KARL: All right, Kate, My Turn, the segment of the show. And now we'll start with you first in Cuba.

SNOW: OK, I'll take it from here.

One thing that really hits you, Jonathan, when you're here in Havana is the power of the U.S. dollar. It's sort of ironic, but all these Cubans, despite the fact the country doesn't recognize the United States, are walking around with George Washington in their wallets.

The peso salary a Cuban worker earns is equivalent to about $10 a month. That, plus a food ration card, doesn't buy them very much at all. So you need dollars. If you can get them, you can buy just about anything. And so Cubans have become creative.

On a narrow back street in old Havana, where the colonial facades are crumbling, I met Pilar. For about 25 bucks a night she rents out an extra room in her apartment. Her visitors are from every country.

The symbol on her door means she has a license from the government to charge in dollars. She pays dearly for the privilege: $200 a month in taxes.

She showed us the bedroom, the 1950s bathroom and the terrace. From there pointed out the other apartments on the block where her friends rent rooms.

Now, other Cubans run restaurants out of their houses, Jon. We had the opportunity to eat at one of them last night. It's called the Palidar (ph). We can't tell you much about it because the one we chose to eat at was illegal with no license -- Jon.

SNOW: Well, Kate, while you've been down there in Cuba testing the value of the American dollar in Havana, back up here on Capitol Hill you've missed an appearance by Julia Roberts.

She was on the Hill to make the case for spending $15 million to fight Rett syndrome. That's a neurological disorder affecting girls that, I can assure you, Kate, most members of Congress had never heard of until Julia Roberts made her way into the committee room.

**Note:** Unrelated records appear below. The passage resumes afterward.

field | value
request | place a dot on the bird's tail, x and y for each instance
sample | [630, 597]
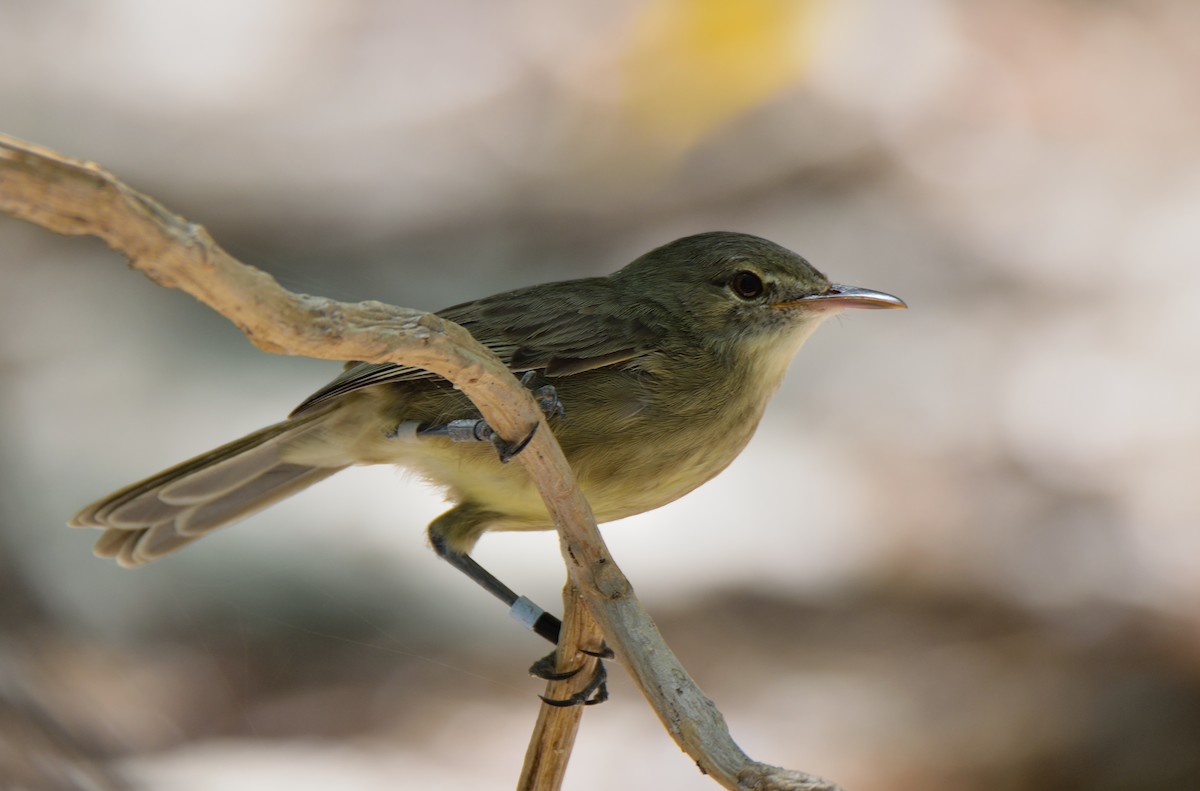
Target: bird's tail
[155, 516]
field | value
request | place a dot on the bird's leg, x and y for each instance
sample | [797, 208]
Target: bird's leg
[477, 429]
[463, 521]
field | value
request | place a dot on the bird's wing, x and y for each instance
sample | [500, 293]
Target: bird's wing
[561, 329]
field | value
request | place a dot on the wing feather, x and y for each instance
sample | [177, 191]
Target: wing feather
[561, 329]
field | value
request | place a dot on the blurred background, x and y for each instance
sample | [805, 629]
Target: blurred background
[963, 551]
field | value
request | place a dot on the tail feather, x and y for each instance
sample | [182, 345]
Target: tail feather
[149, 519]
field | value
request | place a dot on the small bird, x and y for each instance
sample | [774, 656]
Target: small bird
[653, 379]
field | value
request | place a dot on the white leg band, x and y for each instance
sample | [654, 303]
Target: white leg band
[526, 612]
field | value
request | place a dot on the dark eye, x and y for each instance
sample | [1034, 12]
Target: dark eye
[747, 285]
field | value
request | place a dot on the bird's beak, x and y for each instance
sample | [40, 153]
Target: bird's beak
[843, 297]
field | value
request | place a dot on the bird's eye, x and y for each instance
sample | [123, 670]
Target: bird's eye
[747, 285]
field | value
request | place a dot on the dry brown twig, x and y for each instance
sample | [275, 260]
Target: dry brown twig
[79, 198]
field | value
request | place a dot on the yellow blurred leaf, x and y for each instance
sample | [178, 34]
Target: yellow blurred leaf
[693, 65]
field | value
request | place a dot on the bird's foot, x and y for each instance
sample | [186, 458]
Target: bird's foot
[594, 691]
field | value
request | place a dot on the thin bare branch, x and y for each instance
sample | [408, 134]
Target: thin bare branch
[81, 198]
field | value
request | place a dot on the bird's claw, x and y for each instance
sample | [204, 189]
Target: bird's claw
[595, 691]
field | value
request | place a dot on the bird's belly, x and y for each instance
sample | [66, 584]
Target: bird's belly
[621, 480]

And that room was packed. I've never seen so many people crowd into an appropriations subcommittee hearing. Her press conference afterwards attracted about a dozen TV cameras. And Julia Roberts' appearance probably will have an impact. I don't think the grumpy appropriators, who, by the way, seemed almost moved to tears by the story Roberts told about a girl affected with Rett syndrome, will be able to say no to this Hollywood star.

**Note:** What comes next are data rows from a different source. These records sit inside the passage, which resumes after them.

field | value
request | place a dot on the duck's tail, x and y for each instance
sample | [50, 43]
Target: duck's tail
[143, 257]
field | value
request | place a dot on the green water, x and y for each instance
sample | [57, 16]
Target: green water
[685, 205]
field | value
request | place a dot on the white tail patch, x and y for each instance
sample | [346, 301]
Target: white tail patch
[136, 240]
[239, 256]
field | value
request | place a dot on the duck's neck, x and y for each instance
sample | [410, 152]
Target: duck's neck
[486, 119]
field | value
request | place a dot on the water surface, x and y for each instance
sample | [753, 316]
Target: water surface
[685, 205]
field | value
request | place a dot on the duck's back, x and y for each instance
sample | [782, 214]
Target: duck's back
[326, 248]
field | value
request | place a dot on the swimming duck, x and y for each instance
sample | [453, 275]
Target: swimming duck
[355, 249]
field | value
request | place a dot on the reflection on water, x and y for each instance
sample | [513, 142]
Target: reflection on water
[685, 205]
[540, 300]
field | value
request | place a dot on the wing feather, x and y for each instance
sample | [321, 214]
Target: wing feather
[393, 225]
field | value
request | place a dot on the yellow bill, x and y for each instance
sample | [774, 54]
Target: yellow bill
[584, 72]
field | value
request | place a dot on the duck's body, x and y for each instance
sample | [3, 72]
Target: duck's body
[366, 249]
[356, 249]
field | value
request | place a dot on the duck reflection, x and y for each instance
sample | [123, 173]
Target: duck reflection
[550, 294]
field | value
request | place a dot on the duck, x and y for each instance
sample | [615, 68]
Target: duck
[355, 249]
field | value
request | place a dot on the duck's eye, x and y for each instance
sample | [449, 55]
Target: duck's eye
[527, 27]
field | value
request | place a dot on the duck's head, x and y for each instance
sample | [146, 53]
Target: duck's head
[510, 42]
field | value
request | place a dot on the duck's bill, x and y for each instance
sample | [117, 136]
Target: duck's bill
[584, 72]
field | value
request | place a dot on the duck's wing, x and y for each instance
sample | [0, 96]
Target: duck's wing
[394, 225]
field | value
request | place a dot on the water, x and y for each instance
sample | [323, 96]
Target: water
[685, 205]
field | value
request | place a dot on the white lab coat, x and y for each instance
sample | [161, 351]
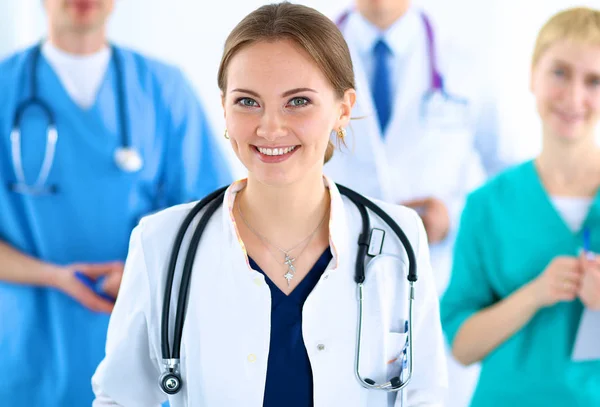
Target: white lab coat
[226, 335]
[416, 159]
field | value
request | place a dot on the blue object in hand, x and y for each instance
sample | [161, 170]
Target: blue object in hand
[94, 285]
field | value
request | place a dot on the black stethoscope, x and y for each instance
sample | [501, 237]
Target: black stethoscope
[170, 380]
[127, 158]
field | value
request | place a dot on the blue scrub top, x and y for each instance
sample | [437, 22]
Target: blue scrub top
[50, 345]
[289, 375]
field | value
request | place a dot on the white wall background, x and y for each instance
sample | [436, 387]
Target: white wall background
[191, 33]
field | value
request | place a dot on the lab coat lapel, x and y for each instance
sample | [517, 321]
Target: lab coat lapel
[367, 138]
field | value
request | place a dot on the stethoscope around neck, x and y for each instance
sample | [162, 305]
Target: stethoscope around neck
[171, 382]
[127, 158]
[436, 79]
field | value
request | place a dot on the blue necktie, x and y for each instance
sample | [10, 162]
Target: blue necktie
[382, 92]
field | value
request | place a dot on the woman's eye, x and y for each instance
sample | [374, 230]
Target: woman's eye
[299, 101]
[247, 102]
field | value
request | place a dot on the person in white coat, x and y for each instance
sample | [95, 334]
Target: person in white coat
[272, 302]
[426, 130]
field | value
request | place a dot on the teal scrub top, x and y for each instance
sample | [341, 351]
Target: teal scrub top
[509, 233]
[50, 345]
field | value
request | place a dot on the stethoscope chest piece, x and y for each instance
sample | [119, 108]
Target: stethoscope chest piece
[128, 159]
[170, 383]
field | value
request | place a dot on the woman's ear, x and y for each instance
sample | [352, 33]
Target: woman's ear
[223, 104]
[348, 101]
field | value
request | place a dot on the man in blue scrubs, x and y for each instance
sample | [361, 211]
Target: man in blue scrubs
[52, 326]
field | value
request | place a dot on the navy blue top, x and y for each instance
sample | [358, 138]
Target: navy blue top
[289, 375]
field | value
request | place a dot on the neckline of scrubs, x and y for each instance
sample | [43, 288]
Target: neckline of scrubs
[106, 78]
[303, 289]
[591, 217]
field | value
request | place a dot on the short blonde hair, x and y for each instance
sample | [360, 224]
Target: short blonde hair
[580, 24]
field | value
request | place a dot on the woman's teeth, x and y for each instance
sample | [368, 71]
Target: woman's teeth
[275, 151]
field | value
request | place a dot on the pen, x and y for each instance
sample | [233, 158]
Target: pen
[587, 244]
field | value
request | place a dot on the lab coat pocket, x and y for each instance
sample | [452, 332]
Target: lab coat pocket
[396, 347]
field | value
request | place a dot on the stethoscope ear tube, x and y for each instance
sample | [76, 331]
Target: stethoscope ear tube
[361, 200]
[165, 348]
[170, 380]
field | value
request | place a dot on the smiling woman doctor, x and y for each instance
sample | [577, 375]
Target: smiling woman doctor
[272, 310]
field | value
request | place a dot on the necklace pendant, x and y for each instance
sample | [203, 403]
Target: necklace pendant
[289, 261]
[288, 276]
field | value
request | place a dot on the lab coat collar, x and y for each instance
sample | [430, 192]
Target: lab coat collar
[338, 227]
[399, 36]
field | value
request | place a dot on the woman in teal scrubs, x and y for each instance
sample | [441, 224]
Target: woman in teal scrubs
[521, 281]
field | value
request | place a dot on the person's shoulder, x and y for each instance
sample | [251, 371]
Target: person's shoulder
[11, 67]
[406, 218]
[163, 225]
[13, 62]
[501, 189]
[12, 76]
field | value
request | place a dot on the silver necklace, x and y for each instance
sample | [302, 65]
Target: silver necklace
[289, 260]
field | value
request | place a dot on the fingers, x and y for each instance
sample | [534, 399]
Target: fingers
[112, 284]
[90, 299]
[99, 269]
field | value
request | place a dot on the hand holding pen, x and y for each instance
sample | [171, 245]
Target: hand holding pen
[589, 289]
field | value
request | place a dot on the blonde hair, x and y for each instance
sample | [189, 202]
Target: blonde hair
[580, 24]
[309, 29]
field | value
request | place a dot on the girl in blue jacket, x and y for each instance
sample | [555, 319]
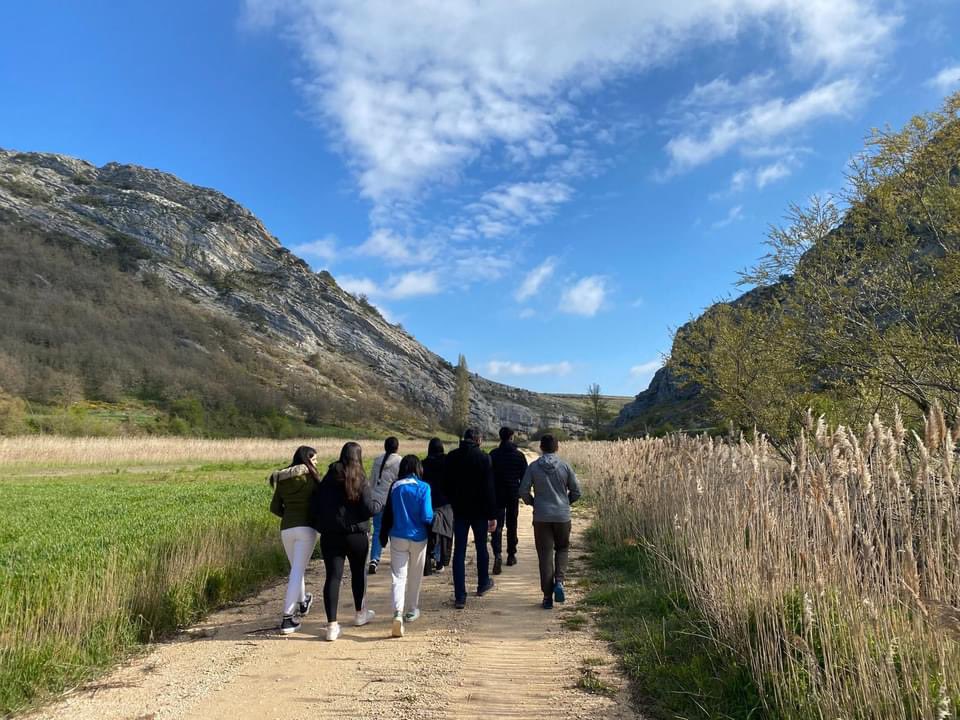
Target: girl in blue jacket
[406, 523]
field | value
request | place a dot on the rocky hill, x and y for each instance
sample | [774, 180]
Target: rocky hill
[215, 253]
[672, 403]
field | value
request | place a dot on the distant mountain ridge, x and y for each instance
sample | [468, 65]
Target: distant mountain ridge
[213, 251]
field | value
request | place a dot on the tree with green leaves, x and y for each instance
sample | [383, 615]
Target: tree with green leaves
[461, 396]
[597, 408]
[851, 313]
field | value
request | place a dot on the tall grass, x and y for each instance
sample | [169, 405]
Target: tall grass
[835, 577]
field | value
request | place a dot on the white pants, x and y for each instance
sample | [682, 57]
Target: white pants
[299, 543]
[406, 579]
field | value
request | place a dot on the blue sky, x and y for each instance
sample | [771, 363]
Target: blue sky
[547, 187]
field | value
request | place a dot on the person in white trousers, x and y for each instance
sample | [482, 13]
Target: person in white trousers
[293, 489]
[407, 519]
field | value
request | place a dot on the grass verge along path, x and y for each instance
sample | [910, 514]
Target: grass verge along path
[92, 565]
[676, 669]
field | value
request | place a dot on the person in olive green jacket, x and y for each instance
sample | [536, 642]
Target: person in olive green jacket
[292, 490]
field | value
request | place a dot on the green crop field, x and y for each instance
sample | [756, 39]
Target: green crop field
[92, 563]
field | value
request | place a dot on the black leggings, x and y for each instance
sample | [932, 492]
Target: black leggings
[335, 547]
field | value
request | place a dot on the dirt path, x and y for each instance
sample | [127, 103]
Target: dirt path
[502, 657]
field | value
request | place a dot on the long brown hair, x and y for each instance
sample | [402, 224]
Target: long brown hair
[351, 470]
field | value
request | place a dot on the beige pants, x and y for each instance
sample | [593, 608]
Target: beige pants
[406, 566]
[553, 549]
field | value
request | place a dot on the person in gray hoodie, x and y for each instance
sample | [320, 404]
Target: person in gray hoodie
[382, 475]
[550, 486]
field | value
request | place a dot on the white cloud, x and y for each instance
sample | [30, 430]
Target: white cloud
[585, 297]
[535, 278]
[761, 123]
[402, 287]
[513, 205]
[413, 284]
[772, 173]
[646, 369]
[323, 249]
[497, 368]
[762, 176]
[733, 215]
[415, 93]
[358, 286]
[394, 249]
[720, 92]
[946, 80]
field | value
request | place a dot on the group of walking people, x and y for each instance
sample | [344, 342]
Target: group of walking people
[425, 510]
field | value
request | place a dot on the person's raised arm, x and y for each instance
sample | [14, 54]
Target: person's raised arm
[276, 504]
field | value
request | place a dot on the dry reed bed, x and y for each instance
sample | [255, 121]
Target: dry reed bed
[48, 450]
[836, 577]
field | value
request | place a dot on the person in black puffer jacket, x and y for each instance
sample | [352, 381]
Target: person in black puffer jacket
[470, 484]
[509, 465]
[440, 542]
[342, 506]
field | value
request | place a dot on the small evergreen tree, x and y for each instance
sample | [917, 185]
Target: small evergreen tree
[461, 396]
[597, 408]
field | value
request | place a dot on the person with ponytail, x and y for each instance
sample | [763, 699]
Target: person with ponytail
[407, 518]
[382, 475]
[293, 490]
[342, 508]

So, Kate, down there in Cuba, what do you think? Would Julia Roberts make this big of a splash?

SNOW: Oh, she absolutely would. You know why, Jon, because people know who movie stars are here. It's sort of surprising how much they know about American culture.

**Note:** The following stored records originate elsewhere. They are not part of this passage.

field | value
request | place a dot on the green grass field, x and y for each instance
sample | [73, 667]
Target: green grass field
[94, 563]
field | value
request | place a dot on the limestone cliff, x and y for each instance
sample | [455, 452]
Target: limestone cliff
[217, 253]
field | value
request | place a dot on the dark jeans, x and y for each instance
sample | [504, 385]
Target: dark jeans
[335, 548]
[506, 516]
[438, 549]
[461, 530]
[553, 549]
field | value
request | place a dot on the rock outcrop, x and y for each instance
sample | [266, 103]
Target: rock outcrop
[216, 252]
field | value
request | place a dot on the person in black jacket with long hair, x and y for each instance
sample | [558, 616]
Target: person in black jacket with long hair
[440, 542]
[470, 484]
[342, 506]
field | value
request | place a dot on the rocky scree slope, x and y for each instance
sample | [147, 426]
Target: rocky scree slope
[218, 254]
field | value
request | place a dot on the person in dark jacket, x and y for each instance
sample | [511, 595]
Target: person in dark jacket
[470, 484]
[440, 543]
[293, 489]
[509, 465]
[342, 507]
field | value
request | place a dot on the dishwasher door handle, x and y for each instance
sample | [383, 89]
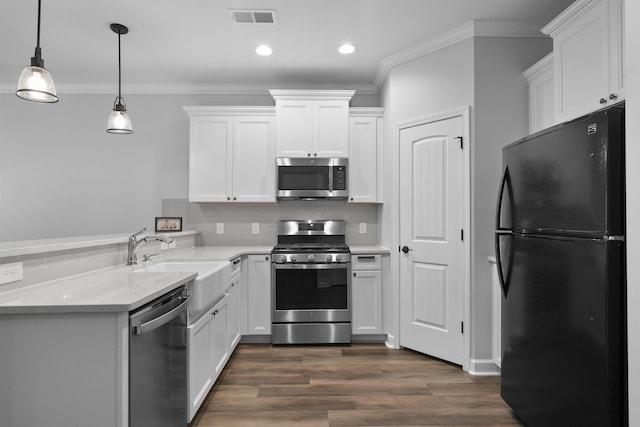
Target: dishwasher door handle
[152, 324]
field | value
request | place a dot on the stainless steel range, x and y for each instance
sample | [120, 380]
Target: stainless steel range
[311, 284]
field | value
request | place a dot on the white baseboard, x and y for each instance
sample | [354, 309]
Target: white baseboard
[483, 367]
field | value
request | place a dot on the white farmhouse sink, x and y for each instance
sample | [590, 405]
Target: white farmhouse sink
[213, 279]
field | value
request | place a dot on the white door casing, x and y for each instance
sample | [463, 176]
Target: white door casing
[432, 220]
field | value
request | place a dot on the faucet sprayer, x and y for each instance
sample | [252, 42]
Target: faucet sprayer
[135, 243]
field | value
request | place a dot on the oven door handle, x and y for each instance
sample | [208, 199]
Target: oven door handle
[311, 266]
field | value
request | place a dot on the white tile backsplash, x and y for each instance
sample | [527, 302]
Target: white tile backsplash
[238, 219]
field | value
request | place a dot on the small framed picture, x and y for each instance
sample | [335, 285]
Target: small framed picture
[168, 223]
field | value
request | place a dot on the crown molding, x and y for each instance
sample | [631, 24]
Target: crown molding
[569, 15]
[193, 89]
[542, 66]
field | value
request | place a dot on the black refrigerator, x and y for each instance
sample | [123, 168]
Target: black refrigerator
[560, 251]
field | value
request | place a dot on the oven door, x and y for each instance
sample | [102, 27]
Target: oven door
[311, 293]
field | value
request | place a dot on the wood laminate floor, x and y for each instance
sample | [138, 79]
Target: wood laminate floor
[357, 385]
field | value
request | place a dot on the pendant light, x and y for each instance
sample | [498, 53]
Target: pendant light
[35, 82]
[119, 121]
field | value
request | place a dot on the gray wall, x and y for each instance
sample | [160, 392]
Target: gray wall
[632, 81]
[62, 175]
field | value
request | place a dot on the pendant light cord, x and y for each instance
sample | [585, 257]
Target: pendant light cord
[119, 72]
[38, 37]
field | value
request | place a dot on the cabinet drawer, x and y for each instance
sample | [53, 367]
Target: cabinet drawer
[366, 262]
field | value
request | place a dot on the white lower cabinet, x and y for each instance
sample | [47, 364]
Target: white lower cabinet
[209, 350]
[234, 313]
[366, 291]
[200, 362]
[219, 335]
[259, 294]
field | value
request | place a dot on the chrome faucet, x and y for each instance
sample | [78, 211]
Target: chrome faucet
[134, 244]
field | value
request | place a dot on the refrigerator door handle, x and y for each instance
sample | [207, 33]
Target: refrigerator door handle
[505, 182]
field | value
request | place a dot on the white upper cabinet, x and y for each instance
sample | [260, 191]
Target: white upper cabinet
[231, 154]
[541, 100]
[587, 57]
[365, 130]
[312, 123]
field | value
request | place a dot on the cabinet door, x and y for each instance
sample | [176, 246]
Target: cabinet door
[210, 159]
[200, 362]
[367, 302]
[219, 337]
[234, 314]
[363, 159]
[581, 64]
[254, 162]
[259, 294]
[331, 129]
[294, 124]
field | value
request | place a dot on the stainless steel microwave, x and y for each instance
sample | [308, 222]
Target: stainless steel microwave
[311, 178]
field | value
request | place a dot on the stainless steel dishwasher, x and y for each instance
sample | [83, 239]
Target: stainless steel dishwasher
[158, 362]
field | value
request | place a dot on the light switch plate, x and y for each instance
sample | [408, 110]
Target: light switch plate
[10, 272]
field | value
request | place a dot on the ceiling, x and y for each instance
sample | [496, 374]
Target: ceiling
[194, 45]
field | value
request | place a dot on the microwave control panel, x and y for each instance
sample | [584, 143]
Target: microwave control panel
[339, 177]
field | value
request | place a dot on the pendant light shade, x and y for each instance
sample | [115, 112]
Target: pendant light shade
[119, 121]
[35, 82]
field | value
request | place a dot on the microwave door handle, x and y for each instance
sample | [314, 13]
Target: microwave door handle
[331, 179]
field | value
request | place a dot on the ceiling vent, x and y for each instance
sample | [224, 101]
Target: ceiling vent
[254, 16]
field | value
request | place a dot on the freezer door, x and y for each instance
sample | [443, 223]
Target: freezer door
[569, 179]
[563, 333]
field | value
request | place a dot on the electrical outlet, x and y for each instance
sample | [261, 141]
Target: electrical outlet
[10, 272]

I went to a house on Wednesday where they have DirecTV. They get more channels than I get at my home. It's not common, but if you have dollars, you can pay for that kind of access. And you really can get a lot of information from the outside world, if you've got the money for it -- Jon.

KARL: All right. Well, DirecTV in Havana, I have definitely learned something new on this Saturday.

(LAUGHTER)

Thank you for watching SATURDAY EDITION.

For Kate Snow in Havana, I'm Jonathan Karl in Washington.